Küresel ekonomideki öneminden sağlığa olan etkilerine kadar şekerle ilgili bilinmesi gerekenleri dinlemek ve geleceğini tartışmak için Londra’da bir araya geldiğimiz LMC International Genel Müdürü Martin Todd, şeker üretiminde küresel talebin artmaya devam ettiğini belirterek, bu talebin artış hızının gelişmiş ülkelerde hız kestiğini vurguluyor. Küresel tatlandırıcı ihtiyacının büyük bölümünün sakaroz, nişasta bazlı tatlandırıcılar ve yüksek yoğunluklu tatlandırıcılar tarafından karşılandığını belirten Todd, küresel tatlandırıcı talebinin Asya ve Afrika olmak üzere yılda yüzde 1,5 seviyesinde bir büyüme kaydettiğine değiniyor.
2018 yılında Türkiye’nin toplam şeker tüketimi 2,5 milyon ton olarak gerçekleşti. Türkiye, dünyanın en büyük sakaroz üreticisi konumunda olan Hindistan ve Brezilya’ya kıyasla daha küçük ölçekli bir sakaroz üreticisi konumunda. Türkiye’nin küresel sakaroz üretimindeki payının yaklaşık yüzde 1 seviyesinde olduğunu belirten Todd, öte yandan Türkiye’nin şeker pancarından sakaroz üretimindeki küresel payının ise yüzde 7 seviyesinde olduğunu söylüyor. Türkiye’nin şeker üretim politikasının ağırlıklı olarak yerel üreticiyi desteklemeyi amaçladığının ve kota sisteminin yıllardır süregelen bir sosyal politika olduğunun altını çizen Todd, Türkiye’nin kota politikasını değiştirmesi halinde üretim kompozisyonun da değişmesini beklendiğinin altını çiziyor.
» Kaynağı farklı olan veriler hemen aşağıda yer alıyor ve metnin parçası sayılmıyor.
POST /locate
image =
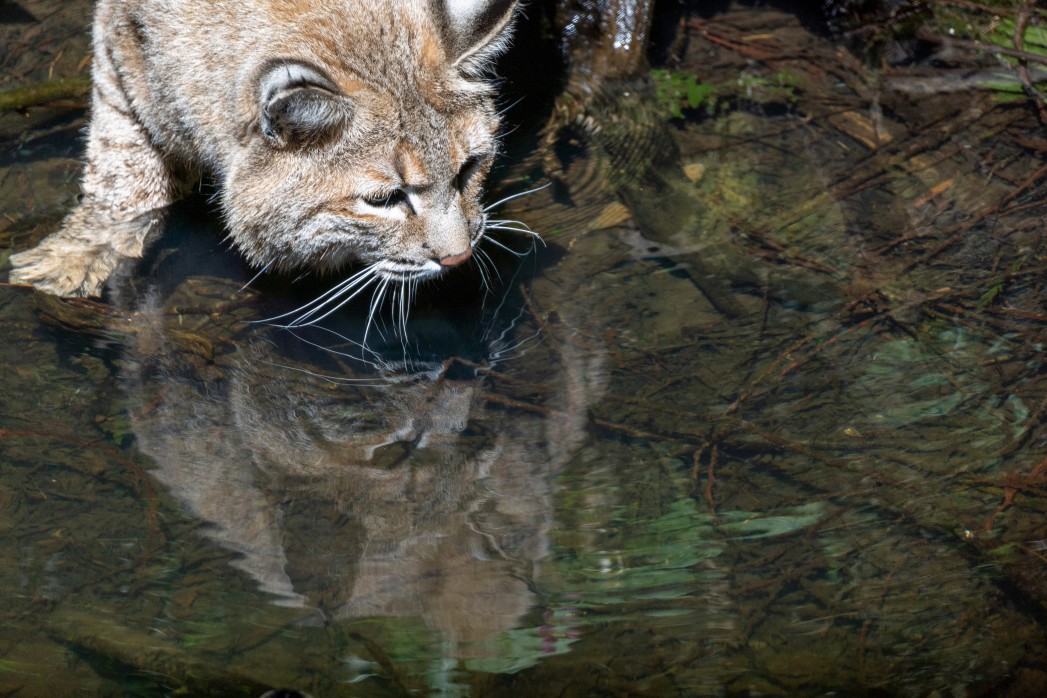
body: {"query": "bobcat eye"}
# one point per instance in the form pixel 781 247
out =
pixel 469 169
pixel 386 200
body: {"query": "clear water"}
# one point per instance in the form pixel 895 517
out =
pixel 588 479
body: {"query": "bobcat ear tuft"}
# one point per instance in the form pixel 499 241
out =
pixel 476 30
pixel 299 106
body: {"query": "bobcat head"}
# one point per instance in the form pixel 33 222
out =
pixel 369 142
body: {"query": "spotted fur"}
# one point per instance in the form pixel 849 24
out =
pixel 337 130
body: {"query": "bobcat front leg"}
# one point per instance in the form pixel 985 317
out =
pixel 126 186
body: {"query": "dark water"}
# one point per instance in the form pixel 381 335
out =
pixel 587 478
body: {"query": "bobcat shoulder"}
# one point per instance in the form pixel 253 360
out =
pixel 337 131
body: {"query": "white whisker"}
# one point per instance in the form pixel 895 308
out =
pixel 516 196
pixel 507 248
pixel 326 298
pixel 255 276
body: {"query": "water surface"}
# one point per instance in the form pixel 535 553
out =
pixel 774 428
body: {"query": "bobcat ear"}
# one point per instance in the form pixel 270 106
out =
pixel 475 30
pixel 299 106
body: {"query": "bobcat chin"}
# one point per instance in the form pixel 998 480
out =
pixel 337 130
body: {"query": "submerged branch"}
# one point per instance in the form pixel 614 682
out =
pixel 31 95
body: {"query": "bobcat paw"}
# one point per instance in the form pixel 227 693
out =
pixel 63 269
pixel 79 259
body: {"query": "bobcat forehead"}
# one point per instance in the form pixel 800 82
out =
pixel 338 131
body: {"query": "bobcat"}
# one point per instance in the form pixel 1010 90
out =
pixel 337 131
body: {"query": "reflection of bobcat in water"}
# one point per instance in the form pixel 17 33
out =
pixel 402 496
pixel 338 131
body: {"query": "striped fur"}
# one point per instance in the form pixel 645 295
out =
pixel 338 130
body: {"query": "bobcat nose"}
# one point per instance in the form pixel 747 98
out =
pixel 454 260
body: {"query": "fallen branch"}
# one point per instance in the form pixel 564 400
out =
pixel 64 88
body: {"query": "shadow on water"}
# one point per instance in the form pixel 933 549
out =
pixel 773 428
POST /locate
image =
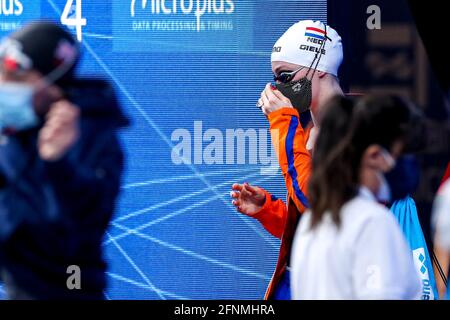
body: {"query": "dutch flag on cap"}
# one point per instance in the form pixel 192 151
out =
pixel 315 33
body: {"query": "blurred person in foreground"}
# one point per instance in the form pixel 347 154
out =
pixel 441 229
pixel 60 167
pixel 348 245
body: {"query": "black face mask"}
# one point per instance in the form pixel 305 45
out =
pixel 299 92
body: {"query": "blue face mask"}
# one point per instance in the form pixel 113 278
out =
pixel 16 107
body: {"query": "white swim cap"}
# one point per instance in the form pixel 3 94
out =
pixel 300 43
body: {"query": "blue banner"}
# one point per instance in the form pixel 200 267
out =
pixel 406 213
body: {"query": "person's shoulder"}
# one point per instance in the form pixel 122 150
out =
pixel 361 210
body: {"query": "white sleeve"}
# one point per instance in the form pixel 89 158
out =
pixel 441 217
pixel 383 265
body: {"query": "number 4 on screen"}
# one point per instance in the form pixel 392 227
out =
pixel 76 20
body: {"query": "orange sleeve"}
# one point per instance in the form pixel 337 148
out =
pixel 272 215
pixel 289 140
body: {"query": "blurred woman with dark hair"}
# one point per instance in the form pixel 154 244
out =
pixel 348 246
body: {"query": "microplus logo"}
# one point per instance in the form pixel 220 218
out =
pixel 195 8
pixel 15 13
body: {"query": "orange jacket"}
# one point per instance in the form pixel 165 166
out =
pixel 289 139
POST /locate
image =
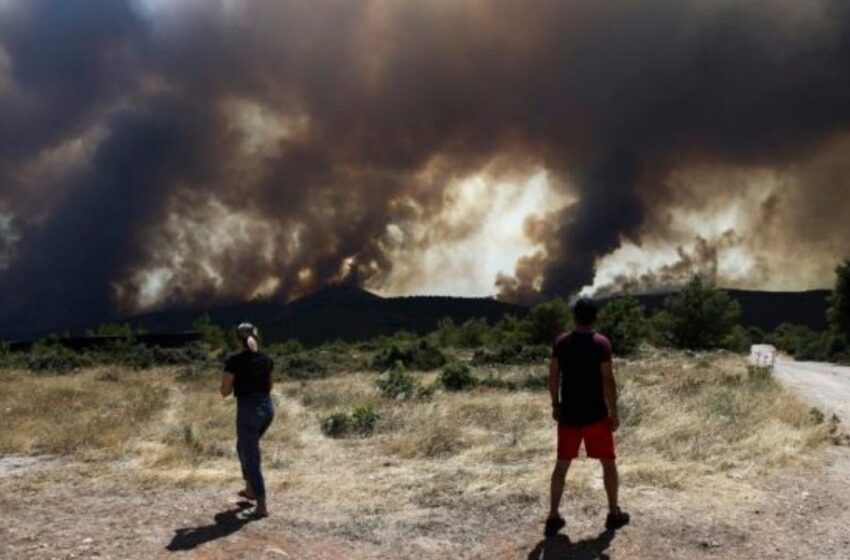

Şekerin sağlık üzerindeki etkilerine yönelik bilgi aldığımız Dünya Şeker Araştırma Örgütü (WSRO) Genel Direktörü Roberta Re ise şekerin, kişinin aldığı enerji, metabolizması, yiyecek ve içeceklerdeki miktarı olmak üzere üç ana temelde incelenmesi gerektiğini belirtiyor. Önemli olanın şekerin tüketilme miktarı olduğunu söyleyen Re, “Suyu bile çok fazla tüketirseniz sorunla karşılaşırsınız” diyor ve ekliyor “Son yıllarda şeker obezitenin doğrudan sorumlusu olarak gösteriliyor, ancak bunun bilimsel bir kanıtı henüz yok. Obezite gözüktüğünden çok daha komplike bir problem ve bir gıda bileşeninin kontrolü ile kolayca çözülebilseydi şu anda dünyada bu sorun kalmazdı” diyor. Şeker tüketiminde önemli olan asıl nokta kalorilerin kontrol edilmesi, dengeli beslenme ve aktif bir yaşam sürülmesi.